R: Pervasive language, strong sexual content, graphic nudity and drug use -- Alamo Drafthouse and Movies 16.
Kerns rating: Two stars
Five men, friends since age 9, try to stay young playing a children's game. Never mind the marriages, divorces, romantic regrets or demanding jobs requiring moves. As years pass, the annual game becomes not funnier, but more violent. Players plan vacations, travel cross-country, conceive disguises, commit crimes and suffer injuries, all in hopes of telling an elusive friend, "You're it." First-time director Jeff Tomsic delivers only inconsistent laughs despite a committed cast. Jeremy Renner is considered psychopathic by friends pursuing him. His planned May wedding makes him vulnerable in the eyes of best friends he did not invite. Chasing him are an obsessive Ed Helms with a secret, executive Jon Hamm, lonely stoner Jake Johnson and (standup comic) Hannibal Buress. Providing support: Leslie Bibb as Renner's fiancee, and Isla Bibb as Helms' excessive wife. Viewers can spot a difference between staying young and avoiding maturity. Their game provides more pain than fun, with butt-punching and broken bones deemed acceptable if leading to a group hug.
R: Language, crude sexual content, drug use and nudity -- Premiere Cinemas and Tinseltown 17.
A sports comedy featuring former professional basketball players. Former manager Dax (Lil Rey Howery) is desperate to form a team and win the Rucker Classic street ball tournament in Harlem. He stumbles upon man, myth and legend Uncle Drew (Kyrie Irving) and convinces him to return to the basketball court. A road trip follows as the two try to prove certain retired players have not lost skills necessary to win a big game. Uncle Drew's old squad includes Big Fella (Shaquille O'Neal), now running a martial arts dojo; Preacher (Chris Webber), a church minister; Lights (Reggie Miller), assumed to be legally blind; Boots (Nate Robinson), found in a retirement home; and Betty Lou (Lisa Leslie), Preacher's wife. Retired NBA greats Earl Monroe, Chris Mullin, Bill Walton, George Gervin, Steve Nash, David Robinson, Jerry West and Dikembe Mutombo make cameo appearances.
PG-13: Suggestive material, language and nudity — Premiere Cinemas and Tinseltown 17.
Won't You Be My Neighbor?
Kerns rating: Four and one-half stars
The late Fred Rogers, an ordained minister, was displeased with how television and TV advertising manipulated children.
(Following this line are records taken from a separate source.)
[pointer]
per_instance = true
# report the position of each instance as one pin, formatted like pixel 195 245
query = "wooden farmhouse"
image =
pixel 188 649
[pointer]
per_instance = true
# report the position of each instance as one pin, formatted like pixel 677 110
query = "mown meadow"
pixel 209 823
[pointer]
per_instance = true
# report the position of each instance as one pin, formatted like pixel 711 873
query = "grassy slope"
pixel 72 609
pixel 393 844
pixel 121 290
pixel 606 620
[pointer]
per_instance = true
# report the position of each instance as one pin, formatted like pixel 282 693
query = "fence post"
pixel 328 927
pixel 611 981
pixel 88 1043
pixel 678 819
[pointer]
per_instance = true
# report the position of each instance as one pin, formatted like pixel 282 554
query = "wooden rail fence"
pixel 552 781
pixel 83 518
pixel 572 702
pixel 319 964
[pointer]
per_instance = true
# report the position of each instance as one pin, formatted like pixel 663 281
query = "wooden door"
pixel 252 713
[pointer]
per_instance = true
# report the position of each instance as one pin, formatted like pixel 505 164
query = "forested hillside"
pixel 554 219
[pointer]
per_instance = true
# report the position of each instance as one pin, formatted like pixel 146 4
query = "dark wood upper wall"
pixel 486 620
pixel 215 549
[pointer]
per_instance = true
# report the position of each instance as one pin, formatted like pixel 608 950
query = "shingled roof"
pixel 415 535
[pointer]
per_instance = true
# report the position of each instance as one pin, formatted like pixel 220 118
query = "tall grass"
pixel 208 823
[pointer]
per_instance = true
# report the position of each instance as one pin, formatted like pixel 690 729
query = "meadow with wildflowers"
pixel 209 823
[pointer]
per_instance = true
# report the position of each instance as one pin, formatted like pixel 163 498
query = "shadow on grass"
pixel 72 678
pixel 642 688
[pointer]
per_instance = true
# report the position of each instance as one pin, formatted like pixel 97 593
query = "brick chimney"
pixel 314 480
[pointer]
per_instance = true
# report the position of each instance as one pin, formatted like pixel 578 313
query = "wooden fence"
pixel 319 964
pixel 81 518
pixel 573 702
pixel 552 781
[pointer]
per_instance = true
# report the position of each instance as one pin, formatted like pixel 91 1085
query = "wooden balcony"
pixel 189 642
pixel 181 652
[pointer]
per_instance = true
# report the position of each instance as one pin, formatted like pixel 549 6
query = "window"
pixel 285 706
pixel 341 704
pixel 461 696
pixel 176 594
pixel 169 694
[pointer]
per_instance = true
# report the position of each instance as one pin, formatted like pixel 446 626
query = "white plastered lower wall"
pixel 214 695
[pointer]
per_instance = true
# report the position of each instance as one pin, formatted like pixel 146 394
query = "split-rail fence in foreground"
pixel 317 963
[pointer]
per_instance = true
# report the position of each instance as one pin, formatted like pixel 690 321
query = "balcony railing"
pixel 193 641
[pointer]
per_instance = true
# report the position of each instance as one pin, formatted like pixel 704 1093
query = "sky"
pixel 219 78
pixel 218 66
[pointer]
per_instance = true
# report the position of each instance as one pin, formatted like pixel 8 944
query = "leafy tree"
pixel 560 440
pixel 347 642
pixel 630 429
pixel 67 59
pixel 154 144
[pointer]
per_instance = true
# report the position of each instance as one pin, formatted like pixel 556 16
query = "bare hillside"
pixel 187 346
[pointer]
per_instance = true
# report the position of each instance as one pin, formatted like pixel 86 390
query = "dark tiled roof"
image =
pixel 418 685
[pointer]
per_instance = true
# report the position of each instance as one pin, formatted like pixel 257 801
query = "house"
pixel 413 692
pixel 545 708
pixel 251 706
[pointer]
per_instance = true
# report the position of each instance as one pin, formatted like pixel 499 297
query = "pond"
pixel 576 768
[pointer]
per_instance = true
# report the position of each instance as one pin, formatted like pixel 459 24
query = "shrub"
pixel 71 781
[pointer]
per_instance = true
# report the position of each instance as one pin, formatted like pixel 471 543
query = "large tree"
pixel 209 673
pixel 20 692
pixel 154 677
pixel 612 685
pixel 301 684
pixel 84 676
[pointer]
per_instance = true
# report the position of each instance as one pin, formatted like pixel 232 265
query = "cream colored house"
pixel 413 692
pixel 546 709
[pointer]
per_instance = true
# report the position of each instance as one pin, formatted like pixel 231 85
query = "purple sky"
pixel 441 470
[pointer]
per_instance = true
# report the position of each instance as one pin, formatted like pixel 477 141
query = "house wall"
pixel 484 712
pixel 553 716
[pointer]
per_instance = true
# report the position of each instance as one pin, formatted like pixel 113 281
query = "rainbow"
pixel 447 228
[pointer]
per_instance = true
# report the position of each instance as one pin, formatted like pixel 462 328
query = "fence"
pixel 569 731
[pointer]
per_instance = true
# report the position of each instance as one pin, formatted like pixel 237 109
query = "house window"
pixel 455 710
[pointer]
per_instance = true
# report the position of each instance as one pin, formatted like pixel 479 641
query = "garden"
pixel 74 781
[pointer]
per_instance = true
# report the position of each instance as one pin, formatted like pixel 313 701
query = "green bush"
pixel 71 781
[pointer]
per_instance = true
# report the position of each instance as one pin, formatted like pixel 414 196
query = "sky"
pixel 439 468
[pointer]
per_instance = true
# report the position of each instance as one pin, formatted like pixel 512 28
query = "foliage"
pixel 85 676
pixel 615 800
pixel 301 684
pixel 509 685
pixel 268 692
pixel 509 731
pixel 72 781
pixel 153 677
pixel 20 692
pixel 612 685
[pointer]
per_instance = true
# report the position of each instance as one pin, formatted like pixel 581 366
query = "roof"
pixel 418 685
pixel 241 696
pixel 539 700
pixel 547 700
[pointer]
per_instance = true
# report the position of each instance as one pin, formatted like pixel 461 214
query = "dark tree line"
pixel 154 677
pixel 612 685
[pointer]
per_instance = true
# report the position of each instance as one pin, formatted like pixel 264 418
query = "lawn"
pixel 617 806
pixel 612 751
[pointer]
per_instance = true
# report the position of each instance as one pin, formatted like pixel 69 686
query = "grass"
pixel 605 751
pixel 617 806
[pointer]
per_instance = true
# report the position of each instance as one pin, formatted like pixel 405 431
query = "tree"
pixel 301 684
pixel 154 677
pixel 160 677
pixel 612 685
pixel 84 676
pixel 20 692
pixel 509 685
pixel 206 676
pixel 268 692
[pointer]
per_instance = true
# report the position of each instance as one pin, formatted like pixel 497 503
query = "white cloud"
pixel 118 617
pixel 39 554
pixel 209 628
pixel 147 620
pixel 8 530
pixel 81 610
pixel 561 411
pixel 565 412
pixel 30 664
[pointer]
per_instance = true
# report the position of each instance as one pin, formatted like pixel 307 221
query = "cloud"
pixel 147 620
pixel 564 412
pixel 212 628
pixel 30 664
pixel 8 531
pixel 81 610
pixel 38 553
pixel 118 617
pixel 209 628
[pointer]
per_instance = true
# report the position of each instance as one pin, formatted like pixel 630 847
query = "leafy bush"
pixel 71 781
Despite his lack of industry experience, he began developing low-budget programs, and his star rose in part because he treated children with respect, never talking down to them. This documentary from filmmaker Morgan Neville uses archival recordings and contemporary interviews to examine the life and guiding philosophy of Rogers, remembered as host of popular children's television show "Mr. Rogers' Neighborhood." Those curious about the documentary's lack of a G rating will learn that Rogers found it important to use his program to define racism, assassination and the concept of death, in ways that children could understand.
PG-13: Thematic elements and language — Premiere Cinemas.
Ratings, from one to five stars, and reviews are by A-J Media film critic William Kerns.